Diagnosis and Treatment Options
Clinical Swallowing Examination 
A clinical swallowing examination includes a review of your medical history, questions about your swallowing difficulty and symptoms and an evaluation of the muscle function in your mouth and throat. The examination assesses the quality and strength of your cough and voice, as well as your ability to swallow saliva. 

You may be asked to drink water or try foods of different consistencies.

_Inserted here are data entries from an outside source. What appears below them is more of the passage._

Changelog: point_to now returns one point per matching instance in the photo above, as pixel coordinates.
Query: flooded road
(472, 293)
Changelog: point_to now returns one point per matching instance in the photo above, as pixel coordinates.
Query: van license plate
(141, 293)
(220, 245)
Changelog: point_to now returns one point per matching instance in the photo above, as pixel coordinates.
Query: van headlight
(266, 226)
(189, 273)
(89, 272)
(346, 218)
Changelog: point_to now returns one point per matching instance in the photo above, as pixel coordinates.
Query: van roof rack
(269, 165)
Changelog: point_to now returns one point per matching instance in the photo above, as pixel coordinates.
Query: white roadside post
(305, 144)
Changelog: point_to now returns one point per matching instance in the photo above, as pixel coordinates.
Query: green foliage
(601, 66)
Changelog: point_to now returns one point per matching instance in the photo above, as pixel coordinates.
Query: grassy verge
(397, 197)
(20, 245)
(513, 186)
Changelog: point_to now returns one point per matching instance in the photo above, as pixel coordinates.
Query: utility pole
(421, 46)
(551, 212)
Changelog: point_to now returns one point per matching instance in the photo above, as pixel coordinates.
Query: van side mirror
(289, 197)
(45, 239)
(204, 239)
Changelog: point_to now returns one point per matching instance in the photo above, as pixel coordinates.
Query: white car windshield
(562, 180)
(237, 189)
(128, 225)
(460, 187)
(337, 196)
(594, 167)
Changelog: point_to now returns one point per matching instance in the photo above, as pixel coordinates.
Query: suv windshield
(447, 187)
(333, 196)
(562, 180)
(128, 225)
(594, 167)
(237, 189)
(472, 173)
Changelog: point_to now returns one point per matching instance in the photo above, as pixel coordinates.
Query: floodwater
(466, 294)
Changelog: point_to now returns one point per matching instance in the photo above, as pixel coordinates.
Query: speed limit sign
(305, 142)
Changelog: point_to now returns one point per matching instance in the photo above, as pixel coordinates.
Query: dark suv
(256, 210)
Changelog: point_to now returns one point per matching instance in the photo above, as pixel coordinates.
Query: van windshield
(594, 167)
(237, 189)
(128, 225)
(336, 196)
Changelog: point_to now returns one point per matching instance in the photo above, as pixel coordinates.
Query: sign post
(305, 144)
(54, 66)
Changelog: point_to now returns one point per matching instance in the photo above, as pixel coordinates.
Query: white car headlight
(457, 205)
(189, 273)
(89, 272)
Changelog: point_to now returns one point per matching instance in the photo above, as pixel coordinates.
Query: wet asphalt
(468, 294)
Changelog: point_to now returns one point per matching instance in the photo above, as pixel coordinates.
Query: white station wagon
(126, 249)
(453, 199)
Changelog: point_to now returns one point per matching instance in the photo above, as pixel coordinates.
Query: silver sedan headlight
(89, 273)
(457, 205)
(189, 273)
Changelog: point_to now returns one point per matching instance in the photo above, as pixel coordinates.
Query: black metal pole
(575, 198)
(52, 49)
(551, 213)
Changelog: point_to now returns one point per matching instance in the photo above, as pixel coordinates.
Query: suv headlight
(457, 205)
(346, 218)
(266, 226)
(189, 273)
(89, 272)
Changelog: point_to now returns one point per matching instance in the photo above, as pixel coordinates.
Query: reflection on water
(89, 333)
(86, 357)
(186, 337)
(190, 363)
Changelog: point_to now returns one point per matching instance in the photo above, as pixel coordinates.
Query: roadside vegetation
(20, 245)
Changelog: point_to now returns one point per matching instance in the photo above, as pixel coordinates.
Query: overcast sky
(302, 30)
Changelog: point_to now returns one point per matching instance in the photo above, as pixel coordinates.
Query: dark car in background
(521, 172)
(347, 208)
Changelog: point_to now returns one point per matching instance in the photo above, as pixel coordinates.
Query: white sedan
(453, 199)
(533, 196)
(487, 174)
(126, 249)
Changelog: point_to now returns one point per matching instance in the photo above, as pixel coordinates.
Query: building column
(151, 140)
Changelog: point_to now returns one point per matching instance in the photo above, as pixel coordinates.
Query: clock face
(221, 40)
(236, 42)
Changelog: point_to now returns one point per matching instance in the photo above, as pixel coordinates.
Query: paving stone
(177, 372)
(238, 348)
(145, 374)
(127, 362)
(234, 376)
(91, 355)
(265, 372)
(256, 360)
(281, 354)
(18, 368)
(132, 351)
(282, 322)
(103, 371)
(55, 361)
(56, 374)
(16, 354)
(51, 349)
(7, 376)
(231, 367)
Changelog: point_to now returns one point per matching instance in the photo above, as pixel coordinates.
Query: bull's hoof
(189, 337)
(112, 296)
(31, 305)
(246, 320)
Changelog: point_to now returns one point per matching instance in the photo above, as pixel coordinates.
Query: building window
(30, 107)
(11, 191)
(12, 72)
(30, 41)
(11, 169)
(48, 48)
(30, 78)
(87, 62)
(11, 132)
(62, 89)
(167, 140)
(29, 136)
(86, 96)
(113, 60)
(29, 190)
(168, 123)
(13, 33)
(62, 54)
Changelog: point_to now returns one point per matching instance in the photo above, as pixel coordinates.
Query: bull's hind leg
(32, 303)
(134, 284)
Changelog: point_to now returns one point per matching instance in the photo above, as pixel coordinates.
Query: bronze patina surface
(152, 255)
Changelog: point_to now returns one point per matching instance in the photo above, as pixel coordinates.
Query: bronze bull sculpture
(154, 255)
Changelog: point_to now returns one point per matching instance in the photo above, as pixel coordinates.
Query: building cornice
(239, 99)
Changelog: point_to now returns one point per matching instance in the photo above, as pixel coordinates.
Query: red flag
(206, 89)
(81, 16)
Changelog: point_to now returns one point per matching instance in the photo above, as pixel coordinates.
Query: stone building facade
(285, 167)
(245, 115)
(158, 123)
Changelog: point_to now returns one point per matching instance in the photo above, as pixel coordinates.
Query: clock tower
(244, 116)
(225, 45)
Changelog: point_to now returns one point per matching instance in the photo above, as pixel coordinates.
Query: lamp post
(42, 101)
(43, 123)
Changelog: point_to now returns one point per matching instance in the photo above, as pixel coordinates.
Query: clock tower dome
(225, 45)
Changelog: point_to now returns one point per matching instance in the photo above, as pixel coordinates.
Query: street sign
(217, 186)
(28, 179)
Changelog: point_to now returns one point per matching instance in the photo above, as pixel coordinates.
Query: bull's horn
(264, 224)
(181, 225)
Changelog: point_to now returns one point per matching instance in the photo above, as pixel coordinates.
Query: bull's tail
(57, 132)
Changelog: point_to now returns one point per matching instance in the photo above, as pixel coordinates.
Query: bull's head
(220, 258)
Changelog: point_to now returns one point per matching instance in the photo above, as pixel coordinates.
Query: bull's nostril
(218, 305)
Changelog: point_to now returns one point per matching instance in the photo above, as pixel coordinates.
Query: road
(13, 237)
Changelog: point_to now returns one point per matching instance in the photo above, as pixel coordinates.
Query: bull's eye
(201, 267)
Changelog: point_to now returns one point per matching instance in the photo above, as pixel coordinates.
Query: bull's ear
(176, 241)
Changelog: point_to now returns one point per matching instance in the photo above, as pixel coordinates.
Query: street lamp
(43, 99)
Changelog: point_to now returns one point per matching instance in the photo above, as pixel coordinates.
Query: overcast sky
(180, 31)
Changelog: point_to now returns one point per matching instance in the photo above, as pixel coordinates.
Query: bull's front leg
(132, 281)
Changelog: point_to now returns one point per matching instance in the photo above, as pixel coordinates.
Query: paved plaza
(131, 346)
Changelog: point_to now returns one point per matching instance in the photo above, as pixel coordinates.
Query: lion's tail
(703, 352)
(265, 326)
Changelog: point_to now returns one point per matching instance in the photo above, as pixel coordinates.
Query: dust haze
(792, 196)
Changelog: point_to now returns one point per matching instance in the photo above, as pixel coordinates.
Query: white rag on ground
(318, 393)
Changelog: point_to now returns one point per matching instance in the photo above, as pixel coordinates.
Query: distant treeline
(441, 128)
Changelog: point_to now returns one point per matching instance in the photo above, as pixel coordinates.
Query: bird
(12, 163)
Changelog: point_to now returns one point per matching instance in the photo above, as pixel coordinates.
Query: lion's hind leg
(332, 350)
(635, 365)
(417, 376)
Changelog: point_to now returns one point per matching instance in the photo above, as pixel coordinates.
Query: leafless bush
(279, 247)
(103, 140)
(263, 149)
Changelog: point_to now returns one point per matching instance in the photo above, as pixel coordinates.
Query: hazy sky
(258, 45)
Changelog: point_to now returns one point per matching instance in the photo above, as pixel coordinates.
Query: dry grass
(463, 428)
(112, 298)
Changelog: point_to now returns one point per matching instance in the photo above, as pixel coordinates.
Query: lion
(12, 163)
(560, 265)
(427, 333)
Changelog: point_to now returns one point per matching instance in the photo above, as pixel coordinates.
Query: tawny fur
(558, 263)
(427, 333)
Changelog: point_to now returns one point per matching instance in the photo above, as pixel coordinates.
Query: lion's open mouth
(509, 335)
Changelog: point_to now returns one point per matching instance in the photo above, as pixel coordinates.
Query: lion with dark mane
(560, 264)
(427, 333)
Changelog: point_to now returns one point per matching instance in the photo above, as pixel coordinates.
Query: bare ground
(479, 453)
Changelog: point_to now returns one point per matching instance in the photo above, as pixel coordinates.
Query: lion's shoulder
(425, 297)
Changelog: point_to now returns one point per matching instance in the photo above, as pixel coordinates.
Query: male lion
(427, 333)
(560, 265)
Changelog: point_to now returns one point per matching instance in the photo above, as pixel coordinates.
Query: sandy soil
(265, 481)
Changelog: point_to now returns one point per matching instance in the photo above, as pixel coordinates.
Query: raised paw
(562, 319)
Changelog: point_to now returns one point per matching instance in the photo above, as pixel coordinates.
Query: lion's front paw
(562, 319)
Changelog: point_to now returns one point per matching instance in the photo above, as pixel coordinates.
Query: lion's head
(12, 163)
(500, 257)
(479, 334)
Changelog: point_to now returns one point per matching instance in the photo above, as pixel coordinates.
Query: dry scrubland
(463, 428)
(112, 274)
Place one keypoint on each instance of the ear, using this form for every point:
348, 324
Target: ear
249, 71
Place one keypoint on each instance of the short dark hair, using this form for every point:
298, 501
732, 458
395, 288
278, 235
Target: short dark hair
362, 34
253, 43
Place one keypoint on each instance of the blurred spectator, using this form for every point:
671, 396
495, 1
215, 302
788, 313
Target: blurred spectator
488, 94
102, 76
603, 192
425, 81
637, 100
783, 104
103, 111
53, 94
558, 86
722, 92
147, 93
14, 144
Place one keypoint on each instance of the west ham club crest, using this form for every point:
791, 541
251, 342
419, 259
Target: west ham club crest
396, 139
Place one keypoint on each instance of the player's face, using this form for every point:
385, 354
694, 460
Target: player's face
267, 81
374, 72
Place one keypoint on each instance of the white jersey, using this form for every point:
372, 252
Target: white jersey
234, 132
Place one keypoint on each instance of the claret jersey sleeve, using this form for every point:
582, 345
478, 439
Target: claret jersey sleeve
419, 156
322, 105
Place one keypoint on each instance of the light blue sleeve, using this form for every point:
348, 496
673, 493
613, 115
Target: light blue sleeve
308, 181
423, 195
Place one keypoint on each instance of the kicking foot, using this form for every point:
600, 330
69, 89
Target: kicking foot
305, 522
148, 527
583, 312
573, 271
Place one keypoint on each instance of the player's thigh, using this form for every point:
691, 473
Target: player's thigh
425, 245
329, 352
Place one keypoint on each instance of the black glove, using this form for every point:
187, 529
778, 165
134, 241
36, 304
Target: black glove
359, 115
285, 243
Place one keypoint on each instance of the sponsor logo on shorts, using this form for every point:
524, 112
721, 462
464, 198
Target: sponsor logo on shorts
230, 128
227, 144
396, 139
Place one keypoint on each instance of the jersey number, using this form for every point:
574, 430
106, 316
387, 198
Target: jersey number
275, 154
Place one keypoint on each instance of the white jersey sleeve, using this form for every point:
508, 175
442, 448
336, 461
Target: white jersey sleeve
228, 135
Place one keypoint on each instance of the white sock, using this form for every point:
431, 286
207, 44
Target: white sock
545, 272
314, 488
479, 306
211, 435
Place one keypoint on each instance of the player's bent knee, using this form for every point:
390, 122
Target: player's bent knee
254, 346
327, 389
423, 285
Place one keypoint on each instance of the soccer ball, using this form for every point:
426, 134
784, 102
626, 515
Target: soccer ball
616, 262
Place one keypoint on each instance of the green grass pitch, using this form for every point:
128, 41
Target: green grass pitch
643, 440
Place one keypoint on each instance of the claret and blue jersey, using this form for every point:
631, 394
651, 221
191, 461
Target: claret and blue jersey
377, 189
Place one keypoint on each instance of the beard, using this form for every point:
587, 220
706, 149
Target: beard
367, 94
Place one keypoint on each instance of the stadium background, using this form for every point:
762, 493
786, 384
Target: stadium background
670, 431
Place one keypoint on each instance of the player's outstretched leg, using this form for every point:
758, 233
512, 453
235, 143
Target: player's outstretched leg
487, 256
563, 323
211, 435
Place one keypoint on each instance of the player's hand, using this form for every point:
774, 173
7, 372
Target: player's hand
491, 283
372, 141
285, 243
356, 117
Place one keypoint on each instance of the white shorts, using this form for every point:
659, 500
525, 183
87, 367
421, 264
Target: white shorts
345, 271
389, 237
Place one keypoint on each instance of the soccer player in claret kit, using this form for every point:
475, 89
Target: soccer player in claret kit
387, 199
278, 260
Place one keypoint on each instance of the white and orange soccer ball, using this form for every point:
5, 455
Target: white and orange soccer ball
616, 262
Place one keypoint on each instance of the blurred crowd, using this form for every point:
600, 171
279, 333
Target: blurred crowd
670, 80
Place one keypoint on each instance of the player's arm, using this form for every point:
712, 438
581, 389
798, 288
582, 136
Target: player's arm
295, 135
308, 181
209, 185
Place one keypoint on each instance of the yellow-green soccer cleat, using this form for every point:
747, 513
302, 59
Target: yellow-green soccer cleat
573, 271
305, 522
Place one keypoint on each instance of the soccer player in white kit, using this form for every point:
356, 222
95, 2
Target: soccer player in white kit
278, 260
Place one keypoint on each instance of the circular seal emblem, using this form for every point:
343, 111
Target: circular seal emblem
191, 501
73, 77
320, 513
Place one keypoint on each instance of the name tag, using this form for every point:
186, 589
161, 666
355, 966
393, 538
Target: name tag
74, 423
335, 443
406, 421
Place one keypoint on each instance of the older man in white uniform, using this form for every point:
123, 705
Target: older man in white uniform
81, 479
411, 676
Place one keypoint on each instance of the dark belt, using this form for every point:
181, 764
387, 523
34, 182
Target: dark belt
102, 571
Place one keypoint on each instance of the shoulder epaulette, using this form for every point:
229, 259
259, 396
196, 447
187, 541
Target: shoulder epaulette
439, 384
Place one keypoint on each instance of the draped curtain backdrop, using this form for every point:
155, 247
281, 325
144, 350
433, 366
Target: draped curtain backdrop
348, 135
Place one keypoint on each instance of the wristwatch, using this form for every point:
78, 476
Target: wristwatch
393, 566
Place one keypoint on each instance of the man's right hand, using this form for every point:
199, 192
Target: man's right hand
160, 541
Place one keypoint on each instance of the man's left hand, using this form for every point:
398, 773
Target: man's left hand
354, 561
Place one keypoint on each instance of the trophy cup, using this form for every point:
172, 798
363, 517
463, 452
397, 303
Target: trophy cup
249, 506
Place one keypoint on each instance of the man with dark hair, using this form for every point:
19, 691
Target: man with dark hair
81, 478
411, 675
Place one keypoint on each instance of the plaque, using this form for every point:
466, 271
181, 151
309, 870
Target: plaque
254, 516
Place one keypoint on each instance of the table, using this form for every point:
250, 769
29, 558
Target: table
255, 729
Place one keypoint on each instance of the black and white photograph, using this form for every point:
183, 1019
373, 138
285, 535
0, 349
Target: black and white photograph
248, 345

This information, combined with your medical history and reported symptoms, assists the speech therapist in determining if futher, more detailed instrumental examination is needed.

Fiberoptic Endoscopic Examination of Swallowing (F.E.E.S) 
F.E.E.S involves inserting a flexible endoscope through the nose to observe the pharynx and larynx (voice box) during the consumption of foods and liquids of various consistencies. 

Videofluoroscopy, also known as a modified barium swallow study, is conducted in the radiology department. This examination focuses on the oral cavity (mouth), pharynx (throat) and upper oesophagus (food pipe). Patients consume food and liquid mixed with barium powder, allowing a continuous X-ray to provide a real-time view of the swallowing process. This enables the radiologist and speech therapist to assess the swallowing mechanism and identify any issues.